In Search of Western White Pines

Post Register August 29, 2013

We were off to find a giant. Somewhere on the Palouse River of North Idaho, there was a record Western white pine, a remnant of days gone by. At 200 feet tall and greater than six feet in diameter, it was a behemoth. It was ancient as well. It was a seedling when Columbus first bumped into the Americas.

We found that giant, but we were too late to be able to appreciate it alive. It succumbed in 1998 and now lay quietly on the forest floor. It was gone, like the rest of the giant white pines that once dotted Northern Idaho, Eastern Washington, Western Montana and Southern British Columbia.

The story of the Western white pine is a sad one. Once it was the most plentiful tree in North Idaho. Huge stands of giant trees dominated the landscape.

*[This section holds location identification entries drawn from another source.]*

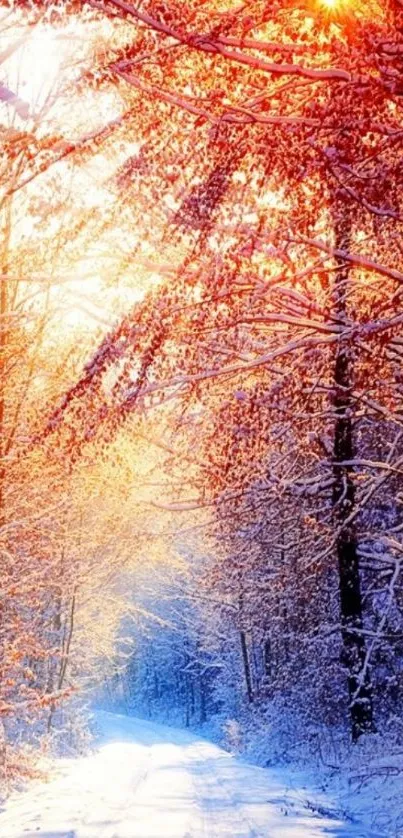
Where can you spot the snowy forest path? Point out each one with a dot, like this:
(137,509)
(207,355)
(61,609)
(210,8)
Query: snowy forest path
(151,781)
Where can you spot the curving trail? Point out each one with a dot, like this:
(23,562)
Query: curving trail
(151,781)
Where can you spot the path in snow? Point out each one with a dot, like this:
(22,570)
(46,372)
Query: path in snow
(151,781)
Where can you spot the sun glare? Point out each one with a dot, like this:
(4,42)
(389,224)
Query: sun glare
(331,5)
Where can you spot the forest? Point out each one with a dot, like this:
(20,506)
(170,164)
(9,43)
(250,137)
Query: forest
(201,381)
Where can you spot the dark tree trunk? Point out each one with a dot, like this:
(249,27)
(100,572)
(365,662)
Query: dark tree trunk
(246,666)
(354,648)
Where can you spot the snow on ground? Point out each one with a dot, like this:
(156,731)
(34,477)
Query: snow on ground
(151,781)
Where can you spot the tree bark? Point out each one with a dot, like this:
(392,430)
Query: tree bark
(354,647)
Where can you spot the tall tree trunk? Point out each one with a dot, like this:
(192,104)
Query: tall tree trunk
(246,666)
(354,649)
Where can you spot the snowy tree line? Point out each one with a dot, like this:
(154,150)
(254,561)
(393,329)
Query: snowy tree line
(264,363)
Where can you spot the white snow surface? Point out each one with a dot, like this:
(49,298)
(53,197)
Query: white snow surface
(150,781)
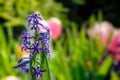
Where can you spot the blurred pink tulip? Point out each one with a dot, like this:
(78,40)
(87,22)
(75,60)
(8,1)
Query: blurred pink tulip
(114,46)
(55,26)
(101,31)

But white pine is a desirable wood; straight grained, not prone to shrinkage or warping--it was perfect for door and window frames, and, of all things, matchsticks; billions and billions of them.

When lumbermen ran out of Eastern white pines in the Great Lakes states in the late 1800s, they turned their gaze west and spied the near virgin forests of Western white pine, or as they called it, king pine. Logging camps sprouted like mushrooms throughout the Western white pine range and a fury of harvest began. Hundreds of millions of boardfeet were felled each season and floated down rivers to waiting railcars.

As the white pine stands were succumbing to the saw, a new and even more devastating threat emerged. A timberland owner in British Columbia believed he could have seedlings needed for reforestation grown more cheaply in France. So, he sent off the seed and in due time received the seedlings he had ordered, along with a hidden pathogen, blister rust. From this single source, the fungus spread like a bucket of spilled milk, infecting white pines throughout their range. Blister rust almost always killed the tree, and remaining giants began to dwindle faster than the saws could find them.

Native currant and gooseberry shrubs turned out to be a great alternate host for the blister rust, spreading it into forests, just waiting for a white pine to dare and grow. Even though these shrubs are native, they have become the target of eradication programs in the name of saving the Western white pine.

Reeling from the blister rust attack, white pines were also ravaged by pine beetle outbreaks. Fire suppression was the final blow that brought white pine down. Without fires, competing conifers, more shade tolerant than white pine, overtook the forests once dominated by the Western white pine and created conditions where white pines could not grow.

Today, Western white pines, Idaho’s State Tree, hold on to less than five percent of their original range. Giants that escaped the saw, the blister rust and the beetle, are few indeed. Hopefully we’ve learned from its story a lesson about being so cavalier with a treasured natural resource. If Western white pines ever return to even a semblance of their former glory, maybe this time we won’t be willing to trade them for matchsticks.

Cathy Thomas stands next to the sawn trunk of the former Idaho State Champion Western White Pine. It died in 1998 and is a record that will likely never be replicated.